In article <8803101924.AA03437 at decwrl.dec.com> devine at cookie.dec.com (Bob Devine) writes:
>Should it be an open standard or should it be controlled by AT&T?

"False dichotomy."

It could be both, or this may not even be the most important issue.

>  As we get closer to final approval of the Posix standard, AT&T
>seems to be regretting letting the Genie out of the profitable bottle.
>Each new version of System V has become more onerous, why?
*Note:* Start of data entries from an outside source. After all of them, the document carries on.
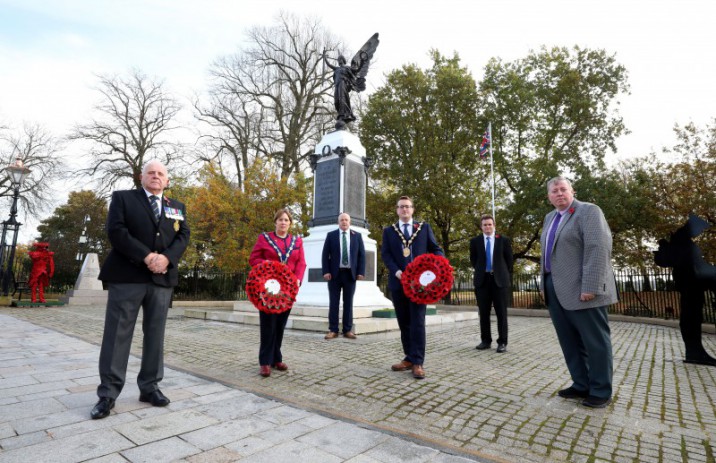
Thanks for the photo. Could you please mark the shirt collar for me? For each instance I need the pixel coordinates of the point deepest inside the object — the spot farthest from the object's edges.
(152, 194)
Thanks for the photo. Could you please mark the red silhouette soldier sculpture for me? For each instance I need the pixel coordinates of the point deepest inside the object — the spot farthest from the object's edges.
(43, 267)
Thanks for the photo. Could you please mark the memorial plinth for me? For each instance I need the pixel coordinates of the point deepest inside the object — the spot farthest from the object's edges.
(339, 186)
(88, 289)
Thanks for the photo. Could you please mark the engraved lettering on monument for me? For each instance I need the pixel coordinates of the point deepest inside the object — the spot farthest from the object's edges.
(370, 266)
(355, 191)
(327, 200)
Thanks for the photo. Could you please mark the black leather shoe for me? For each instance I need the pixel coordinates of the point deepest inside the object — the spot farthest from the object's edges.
(156, 398)
(596, 402)
(102, 408)
(703, 360)
(572, 393)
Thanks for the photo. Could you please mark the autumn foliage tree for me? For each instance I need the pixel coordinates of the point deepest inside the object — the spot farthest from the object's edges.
(226, 220)
(65, 226)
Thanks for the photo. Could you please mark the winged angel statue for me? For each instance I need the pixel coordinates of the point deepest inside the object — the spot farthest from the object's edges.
(348, 78)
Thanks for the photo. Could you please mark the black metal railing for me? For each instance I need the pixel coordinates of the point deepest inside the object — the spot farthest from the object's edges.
(211, 286)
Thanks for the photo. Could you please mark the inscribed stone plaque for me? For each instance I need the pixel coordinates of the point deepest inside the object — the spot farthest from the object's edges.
(355, 191)
(328, 190)
(315, 275)
(370, 266)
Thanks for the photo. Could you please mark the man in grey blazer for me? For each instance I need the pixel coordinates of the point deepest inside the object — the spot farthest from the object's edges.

I don't know what you mean by this.  SVR3.0 incorporated tremendous
improvements that should be of great value to future UNIX users.
In particular, STREAMS is an extremely important technology.  The
file system switch is also important, but more to implementors than
directly to end users.  SVR3.0 is the first AT&T UNIX system release
that I would rate as technically the equal of, or superior to, 4.nBSD
on all major counts.

SVR3.1 appears to have continued the tradition of removing unnecessary
constraints that got in the way of international use of UNIX.  SVR4.0,
from what I have heard, will continue the tradition of merging in
those features of 4.nBSD that people find most useful.  What is
onerous about all this?

If you refer to the requirement that VARs advertising their systems
as UNIX System V conform to the SVID, why is that a problem?  It's
exactly what many customers want, and what has been specified in many
government procurement actions.  While on this topic, the NBS-proposed
POSIX-based FIPS is by no means a suitable replacement for the SVID;
it does not provide nearly as comprehensive and "crisp" a specification
as the SVID does; therefore it does not meet end-user needs nearly so
well.  When asked, my recommendation is always to supplement POSIX
in the specs with ANSI C and SVID requirements, in such a way that
conflicts among the requirements have a well-determined resolution.
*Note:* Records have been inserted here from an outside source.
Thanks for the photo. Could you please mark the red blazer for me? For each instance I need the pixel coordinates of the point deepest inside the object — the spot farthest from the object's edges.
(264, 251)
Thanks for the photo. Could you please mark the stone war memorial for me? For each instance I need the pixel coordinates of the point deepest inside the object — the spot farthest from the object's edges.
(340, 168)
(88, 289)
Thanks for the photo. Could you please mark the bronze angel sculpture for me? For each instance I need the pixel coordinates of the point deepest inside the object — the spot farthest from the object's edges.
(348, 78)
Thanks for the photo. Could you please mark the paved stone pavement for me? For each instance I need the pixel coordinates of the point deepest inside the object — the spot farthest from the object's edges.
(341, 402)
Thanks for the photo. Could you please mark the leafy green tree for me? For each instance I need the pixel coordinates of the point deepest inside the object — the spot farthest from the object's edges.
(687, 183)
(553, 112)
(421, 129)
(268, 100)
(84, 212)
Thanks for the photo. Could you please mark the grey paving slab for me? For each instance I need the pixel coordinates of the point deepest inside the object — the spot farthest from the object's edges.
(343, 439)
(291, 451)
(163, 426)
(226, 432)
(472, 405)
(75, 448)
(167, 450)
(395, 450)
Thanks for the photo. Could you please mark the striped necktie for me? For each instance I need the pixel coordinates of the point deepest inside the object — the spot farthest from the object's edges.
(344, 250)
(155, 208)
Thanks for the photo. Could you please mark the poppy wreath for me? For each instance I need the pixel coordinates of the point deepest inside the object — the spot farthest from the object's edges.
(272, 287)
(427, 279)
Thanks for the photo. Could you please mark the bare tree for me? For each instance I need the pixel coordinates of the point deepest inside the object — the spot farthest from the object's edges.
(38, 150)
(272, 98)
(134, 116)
>The AT&T reps to Posix have now voted against final approval, again why?

Presumably, like more than a quarter of the balloting group (how many
more I don't know), they found unacceptable technical errors in Draft 12
of IEEE Std 1003.1.  There is going to be another recirculation round
of a new draft of the proposed standard; perhaps the problems will be
fixed so that AT&T representatives, the USENIX representative (who is
a well-known supporter of the 4.nBSD UNIX variants), I, and others could
change our negative ballots to favor adopting the new draft as the
final-use standard.

Please, if you're going to push the DEC "party line", don't misrepresent
the actual situation (such as implying that AT&T representatives are
trying to torpedo POSIX); when exposed, it unduly weakens your case.